Christian Eriksen, de buen ánimo tras colapso en partido
Christian Eriksen, “de buen ánimo” y cerca de dejar el hospital tras otro colapso en pleno partido
ODENSE — El fútbol danés volvió a contener la respiración. Christian Eriksen, símbolo de una generación y rostro de una de las escenas más sobrecogedoras de la última década, se desplomó de nuevo sobre el césped, esta vez en un amistoso entre Dinamarca y Ucrania en Odense.
La imagen heló el estadio. Minuto 65. Lejos del balón, Eriksen se llevó las manos al pecho con gesto de alarma y, acto seguido, cayó al suelo. Silencio inmediato. Miradas al banquillo. Jugadores que, por un instante, parecieron revivir una pesadilla ya conocida.
El médico de la selección danesa quiso apagar el pánico. Este lunes, confirmó que el centrocampista de 34 años se encuentra “de buen ánimo” y que se espera que abandone el hospital en breve. Un mensaje corto, pero cargado de alivio para un país que ya vivió el drama de ver a su número 10 luchar por su vida sobre el césped.
En Odense, la reacción fue automática. Asistencia médica al instante, compañeros rodeando al futbolista, público en pie. El recuerdo de aquel desplome anterior acompañó cada segundo. Esta vez, el parte médico llegó rápido y con un tono muy distinto: Eriksen está consciente, receptivo y con previsión de alta cercana.

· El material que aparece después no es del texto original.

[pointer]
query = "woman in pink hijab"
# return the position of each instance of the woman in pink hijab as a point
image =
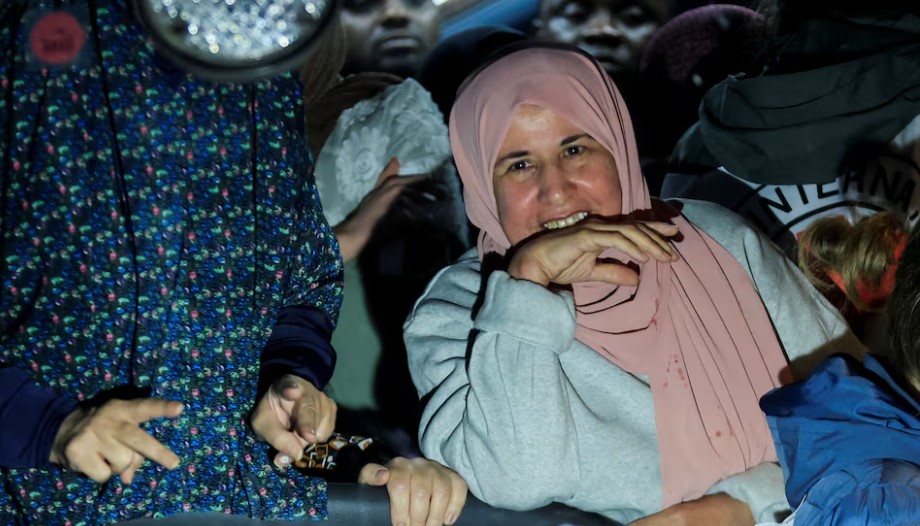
(602, 349)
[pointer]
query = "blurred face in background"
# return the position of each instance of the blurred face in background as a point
(613, 31)
(393, 36)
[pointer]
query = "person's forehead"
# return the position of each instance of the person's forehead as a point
(661, 7)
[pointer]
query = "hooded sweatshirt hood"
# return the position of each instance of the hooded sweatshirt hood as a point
(831, 86)
(846, 413)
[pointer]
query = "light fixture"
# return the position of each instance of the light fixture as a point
(236, 40)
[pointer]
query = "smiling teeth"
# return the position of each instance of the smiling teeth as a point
(562, 223)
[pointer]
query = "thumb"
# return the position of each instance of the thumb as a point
(290, 392)
(374, 475)
(290, 448)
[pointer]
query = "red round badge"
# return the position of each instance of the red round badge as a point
(57, 38)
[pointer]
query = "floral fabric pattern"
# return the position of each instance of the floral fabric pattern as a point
(153, 226)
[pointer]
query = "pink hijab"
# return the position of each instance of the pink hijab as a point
(697, 328)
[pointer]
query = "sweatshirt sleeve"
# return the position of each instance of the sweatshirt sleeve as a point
(498, 402)
(30, 416)
(762, 488)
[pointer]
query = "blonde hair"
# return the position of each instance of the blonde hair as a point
(860, 253)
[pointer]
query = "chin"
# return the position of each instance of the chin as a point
(400, 67)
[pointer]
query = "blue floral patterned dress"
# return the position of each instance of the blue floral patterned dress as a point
(153, 225)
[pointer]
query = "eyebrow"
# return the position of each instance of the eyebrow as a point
(570, 140)
(524, 153)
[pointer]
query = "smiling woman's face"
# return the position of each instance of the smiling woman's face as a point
(551, 174)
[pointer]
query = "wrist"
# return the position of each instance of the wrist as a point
(351, 240)
(58, 455)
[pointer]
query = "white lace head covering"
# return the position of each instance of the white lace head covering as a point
(402, 122)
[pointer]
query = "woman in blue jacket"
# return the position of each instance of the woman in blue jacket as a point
(848, 438)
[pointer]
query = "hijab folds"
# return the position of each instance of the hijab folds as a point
(696, 328)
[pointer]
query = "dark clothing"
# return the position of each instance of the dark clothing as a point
(848, 439)
(831, 86)
(30, 416)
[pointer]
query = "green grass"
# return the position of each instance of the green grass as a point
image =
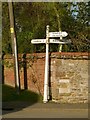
(10, 94)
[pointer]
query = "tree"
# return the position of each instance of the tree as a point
(31, 20)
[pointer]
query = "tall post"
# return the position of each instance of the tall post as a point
(14, 47)
(46, 87)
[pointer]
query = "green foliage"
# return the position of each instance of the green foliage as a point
(31, 20)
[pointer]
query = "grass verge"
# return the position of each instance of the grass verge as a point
(10, 94)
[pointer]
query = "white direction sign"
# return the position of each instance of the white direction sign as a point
(39, 41)
(58, 34)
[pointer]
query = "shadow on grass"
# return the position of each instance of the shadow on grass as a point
(12, 102)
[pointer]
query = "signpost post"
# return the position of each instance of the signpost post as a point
(47, 41)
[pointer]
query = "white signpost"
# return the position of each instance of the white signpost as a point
(47, 41)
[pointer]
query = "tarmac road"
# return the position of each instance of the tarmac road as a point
(40, 110)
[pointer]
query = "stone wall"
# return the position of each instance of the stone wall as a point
(68, 73)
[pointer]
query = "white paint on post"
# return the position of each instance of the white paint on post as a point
(47, 41)
(58, 34)
(46, 87)
(16, 65)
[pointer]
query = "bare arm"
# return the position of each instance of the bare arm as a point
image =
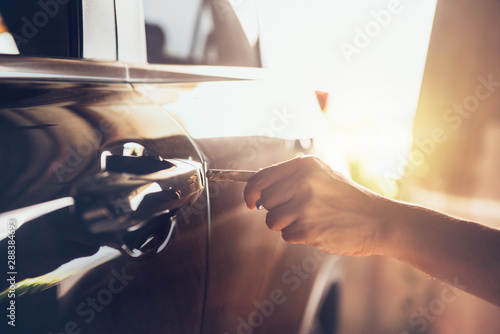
(312, 204)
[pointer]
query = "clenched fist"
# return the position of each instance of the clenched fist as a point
(314, 205)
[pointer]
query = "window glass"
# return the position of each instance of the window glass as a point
(203, 32)
(46, 28)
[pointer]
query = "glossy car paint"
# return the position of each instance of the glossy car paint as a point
(222, 270)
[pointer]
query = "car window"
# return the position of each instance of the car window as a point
(202, 32)
(47, 28)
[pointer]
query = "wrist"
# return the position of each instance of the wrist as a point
(393, 218)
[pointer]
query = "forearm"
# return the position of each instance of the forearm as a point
(461, 252)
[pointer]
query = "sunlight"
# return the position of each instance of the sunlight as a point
(370, 56)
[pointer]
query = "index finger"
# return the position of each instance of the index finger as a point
(267, 177)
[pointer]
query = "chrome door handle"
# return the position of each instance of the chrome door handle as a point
(131, 191)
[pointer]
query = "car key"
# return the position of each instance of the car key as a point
(221, 175)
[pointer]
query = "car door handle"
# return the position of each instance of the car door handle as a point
(131, 191)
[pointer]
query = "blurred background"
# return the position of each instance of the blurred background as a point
(414, 108)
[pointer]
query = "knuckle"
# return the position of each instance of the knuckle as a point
(271, 221)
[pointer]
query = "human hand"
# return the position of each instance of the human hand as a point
(314, 205)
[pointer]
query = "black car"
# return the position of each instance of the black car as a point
(111, 114)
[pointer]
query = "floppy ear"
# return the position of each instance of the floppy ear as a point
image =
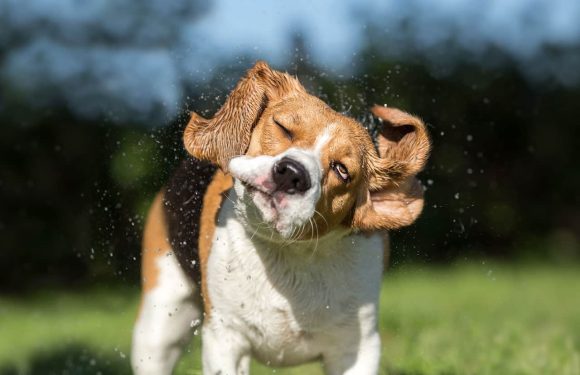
(394, 197)
(228, 133)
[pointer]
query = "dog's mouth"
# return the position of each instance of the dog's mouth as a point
(263, 199)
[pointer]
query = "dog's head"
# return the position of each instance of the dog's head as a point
(302, 169)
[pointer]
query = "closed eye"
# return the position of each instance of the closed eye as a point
(340, 170)
(286, 132)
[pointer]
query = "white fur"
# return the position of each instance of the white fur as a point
(289, 304)
(169, 315)
(284, 302)
(292, 211)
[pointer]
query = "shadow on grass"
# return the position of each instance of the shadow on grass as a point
(72, 359)
(393, 371)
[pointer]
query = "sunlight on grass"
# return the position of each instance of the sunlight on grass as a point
(467, 319)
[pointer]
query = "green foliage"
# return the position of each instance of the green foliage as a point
(466, 319)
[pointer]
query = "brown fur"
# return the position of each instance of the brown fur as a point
(155, 244)
(382, 192)
(212, 201)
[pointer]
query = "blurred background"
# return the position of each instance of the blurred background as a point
(94, 96)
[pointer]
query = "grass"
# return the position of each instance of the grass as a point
(466, 319)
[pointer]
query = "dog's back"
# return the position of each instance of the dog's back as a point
(176, 243)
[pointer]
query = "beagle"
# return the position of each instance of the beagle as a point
(270, 240)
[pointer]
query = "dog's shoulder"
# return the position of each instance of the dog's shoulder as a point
(191, 202)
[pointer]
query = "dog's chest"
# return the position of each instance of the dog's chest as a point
(290, 305)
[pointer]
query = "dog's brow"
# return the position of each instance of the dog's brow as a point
(322, 139)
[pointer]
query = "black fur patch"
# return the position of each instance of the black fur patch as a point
(182, 204)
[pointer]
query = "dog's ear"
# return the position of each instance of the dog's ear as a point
(394, 197)
(228, 133)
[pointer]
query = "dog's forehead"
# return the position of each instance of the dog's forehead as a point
(314, 116)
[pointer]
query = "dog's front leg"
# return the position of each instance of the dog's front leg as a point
(363, 360)
(359, 351)
(224, 351)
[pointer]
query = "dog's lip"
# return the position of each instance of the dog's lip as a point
(252, 187)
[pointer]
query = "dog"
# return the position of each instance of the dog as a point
(270, 239)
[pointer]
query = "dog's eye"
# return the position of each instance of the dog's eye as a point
(286, 132)
(340, 171)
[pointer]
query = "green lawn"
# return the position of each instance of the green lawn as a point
(468, 319)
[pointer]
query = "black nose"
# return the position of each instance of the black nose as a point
(290, 176)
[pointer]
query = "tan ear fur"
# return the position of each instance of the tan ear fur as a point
(394, 197)
(403, 146)
(390, 208)
(228, 133)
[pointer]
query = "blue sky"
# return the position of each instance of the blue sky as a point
(134, 59)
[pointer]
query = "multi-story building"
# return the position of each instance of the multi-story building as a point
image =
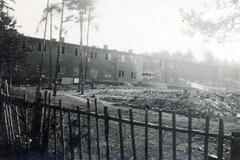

Dinamarca había afrontado el amistoso ante Ucrania como una cita de preparación más, pero el resultado quedó en un segundo plano en cuanto Eriksen cayó al suelo. El reloj marcaba el 65, el balón circulaba lejos de él y, de repente, todo giró alrededor de un solo jugador. Otra vez.
Ahora, el foco pasa por completo por su salud y por las próximas decisiones médicas. El comunicado del cuerpo técnico sanitario tranquiliza, pero también abre una pregunta inevitable: cuánto más está dispuesto el fútbol, y el propio Eriksen, a desafiar los límites del cuerpo en la élite.